Hashtagger+ Efficient High Coverage Social Tagging of Streaming News in Java

Hashtagger+ Efficient High Coverage Social Tagging of Streaming News in Java

Abstract:

News and social media now play a synergistic role and neither domain can be grasped in isolation. On one hand, platforms such as Twitter have taken a central role in the dissemination and consumption of news. On the other hand, news editors rely on social media for following their audience's attention and for crowd-sourcing news stories. Twitter hashtags function as a key connection between Twitter crowds and the news media, by naturally naming and contextualizing stories, grouping the discussion of news and marking topic trends. In this work, we propose Hashtagger+, an efficient learning-to-rank framework for merging news and social streams in real-time, by recommending Twitter hashtags to news articles. We provide an extensive study of different approaches for streaming hashtag recommendation, and show that pointwise learning-to-rank is more effective than multi-class classification as well as more complex learning-to-rank approaches. We improve the efficiency and coverage of a state-of-the-art hashtag recommendation model by proposing new techniques for data collection and feature computation. In our comprehensive evaluation on real-data, we show that we drastically outperform the accuracy and efficiency of prior methods.

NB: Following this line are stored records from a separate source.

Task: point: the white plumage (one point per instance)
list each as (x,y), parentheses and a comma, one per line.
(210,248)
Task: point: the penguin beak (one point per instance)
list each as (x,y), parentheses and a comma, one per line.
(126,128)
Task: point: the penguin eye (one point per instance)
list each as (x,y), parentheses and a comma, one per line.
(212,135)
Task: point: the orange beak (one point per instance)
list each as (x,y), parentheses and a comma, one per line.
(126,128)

Our prototype system delivers recommendations in under 1 minute, with a Precision@1 of 94 percent and article coverage of 80 percent. This is an order of magnitude faster than prior approaches, and brings improvements of 5 percent in precision and 20 percent in coverage. By effectively linking the news stream to the social stream via the recommended hashtags, we open the door to solving many challenging problems related to story detection and tracking. To showcase this potential, we present an application of our recommendations to automated news story tracking via social tags.